Should be playing D&D instead
The primary goal of MM art has not really been to convey a sense of evocation or to build atmosphere around the creatures, but simply to show what the monster looks like, hopefully depicted in a way that it can easily be described to the players. The MM is meant to catalogue foes and provide description and mechanics, not to inspire the encounters themselves. That was never the intention that artists were working under when they were drawing, and so they didn't shape their art to reflect it. They are technical pieces of art - more utilitarian, which suits something called a "Manual". When the pendulum swings the other direction, you get the art-punk scribbles that are Fire on the Velvet Horizon and its ilk - inspirational as hell, but good luck using it at the table without a bunch of prep.

Your vampire picture comparison is a good example of that. Yes, the second picture looks like more like a vampire and evokes a horror vibe in you, the DM reader, but all the players will ever get is your description of it. They don't get to see either picture.

I can however more easily describe that 2e vampire in a gameable way to my players in a session: "a fellow of noble bearing draped in a violet cloak, he steadies himself with a walking stick and squints at you from beneath a judgmental brow". Hell, it's just a stand-in picture to show that vampires can look like a normal person (that's their deal, hiding in plain sight, feasting on the innocent). Is it a vampire or a man? Not sure, but it certainly explains why he can walk around with normal society, and leaves room for my players to dance with the encounter.

The 1e description would be "a pale man with a pronounced widows' peak hisses at you from behind his tall-collared cloak, fangs bared". Players hear that and go "ah, a vampire!". If I describe that to my players, they just attack on sight. No wonder, no mystery, no evocative scene - just "here's what you see", and in this case, it's obviously a vampire, and so obviously not surprising when it lunges at some unwary player's neck, and likewise not surprising when the players immediately go for their silvered weapons and garlic. Everyone knows what vampires are and everyone knows what the stereotypical vampire looks like; the art is superfluous, and it's job at that point is to exist because all the other entries have pictures.

The other 2e vampire? Not so much. I see a full picture of a person I can describe to the players, but also I understand that vampires are meant to be indistinguishable from normal people, and so can go ahead to further describe other vampires, or to change the look of this one that doesn't end up breaking the intent of the creature in the game. Much more useful art for me to have, in that regard.

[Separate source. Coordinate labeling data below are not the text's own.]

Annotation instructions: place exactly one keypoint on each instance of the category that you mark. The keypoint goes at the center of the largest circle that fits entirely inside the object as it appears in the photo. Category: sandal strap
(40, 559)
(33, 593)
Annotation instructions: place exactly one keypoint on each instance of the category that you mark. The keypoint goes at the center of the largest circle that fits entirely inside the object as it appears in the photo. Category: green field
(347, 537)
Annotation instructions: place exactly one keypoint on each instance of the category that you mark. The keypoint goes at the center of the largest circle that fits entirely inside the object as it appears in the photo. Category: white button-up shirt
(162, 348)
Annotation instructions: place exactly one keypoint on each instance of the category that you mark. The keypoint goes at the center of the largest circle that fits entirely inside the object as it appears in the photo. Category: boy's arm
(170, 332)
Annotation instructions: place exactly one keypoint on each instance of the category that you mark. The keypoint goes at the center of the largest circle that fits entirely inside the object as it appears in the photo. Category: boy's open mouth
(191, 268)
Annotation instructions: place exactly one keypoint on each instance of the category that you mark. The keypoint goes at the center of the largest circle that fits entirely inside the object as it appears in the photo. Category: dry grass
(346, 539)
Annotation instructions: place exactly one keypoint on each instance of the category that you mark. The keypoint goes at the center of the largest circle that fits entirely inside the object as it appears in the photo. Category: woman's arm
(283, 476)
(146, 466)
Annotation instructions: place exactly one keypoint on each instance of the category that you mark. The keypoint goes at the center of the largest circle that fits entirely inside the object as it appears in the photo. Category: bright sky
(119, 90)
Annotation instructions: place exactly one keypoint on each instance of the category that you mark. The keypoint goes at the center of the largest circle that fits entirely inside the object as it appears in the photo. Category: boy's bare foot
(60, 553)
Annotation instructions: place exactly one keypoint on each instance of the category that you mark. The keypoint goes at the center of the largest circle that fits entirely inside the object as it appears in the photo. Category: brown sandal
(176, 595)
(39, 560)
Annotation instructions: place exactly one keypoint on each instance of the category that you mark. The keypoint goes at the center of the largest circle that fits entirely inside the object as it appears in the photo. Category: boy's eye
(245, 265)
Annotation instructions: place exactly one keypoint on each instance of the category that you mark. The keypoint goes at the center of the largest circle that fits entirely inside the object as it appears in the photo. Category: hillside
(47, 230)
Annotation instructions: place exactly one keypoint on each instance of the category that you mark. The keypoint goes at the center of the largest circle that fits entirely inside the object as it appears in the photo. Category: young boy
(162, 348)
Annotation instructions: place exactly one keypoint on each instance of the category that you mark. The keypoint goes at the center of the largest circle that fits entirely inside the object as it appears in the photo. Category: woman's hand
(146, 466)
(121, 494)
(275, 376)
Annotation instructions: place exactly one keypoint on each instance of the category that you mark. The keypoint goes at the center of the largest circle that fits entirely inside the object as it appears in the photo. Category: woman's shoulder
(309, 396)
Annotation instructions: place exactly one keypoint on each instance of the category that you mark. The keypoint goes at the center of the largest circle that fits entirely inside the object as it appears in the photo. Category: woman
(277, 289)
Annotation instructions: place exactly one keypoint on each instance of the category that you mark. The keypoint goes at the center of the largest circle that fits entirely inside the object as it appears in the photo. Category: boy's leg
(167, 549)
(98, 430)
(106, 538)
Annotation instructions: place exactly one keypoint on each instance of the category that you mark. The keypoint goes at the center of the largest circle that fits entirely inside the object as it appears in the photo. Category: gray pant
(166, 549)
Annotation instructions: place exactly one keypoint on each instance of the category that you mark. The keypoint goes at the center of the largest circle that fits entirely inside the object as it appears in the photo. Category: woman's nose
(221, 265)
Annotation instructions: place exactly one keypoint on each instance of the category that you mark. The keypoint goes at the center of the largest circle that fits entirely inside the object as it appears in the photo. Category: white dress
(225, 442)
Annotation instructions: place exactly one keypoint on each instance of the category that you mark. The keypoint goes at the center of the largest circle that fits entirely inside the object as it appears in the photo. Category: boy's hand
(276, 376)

I suppose the difference between you and I are how we employ our MM - I use it as a reference Manual, and you are using it as an idea-generator.
 
Last edited:

squeen

8, 8, I forget what is for
I suppose the difference between you and I are how we employ our MM - I use it as a reference Manual, and you are using it as an idea-generator.
Yes.

...and really? You'd prefer to look of the 2e vampire pic? Really? Are you being honest with me?
 
Last edited:

DangerousPuhson

Should be playing D&D instead
It's not about which I prefer to look at - it's about which is most useful for me to see in a Manual alongside the creature entry. If I wanted to look at pretty pictures, I'd buy a picture book, not a Monster Manual. It'd certainly be cheaper.

But if it were about which is nicest to look at... well, stoner beholder is not exactly a pretty sight, no matter how much he inspires you squeen.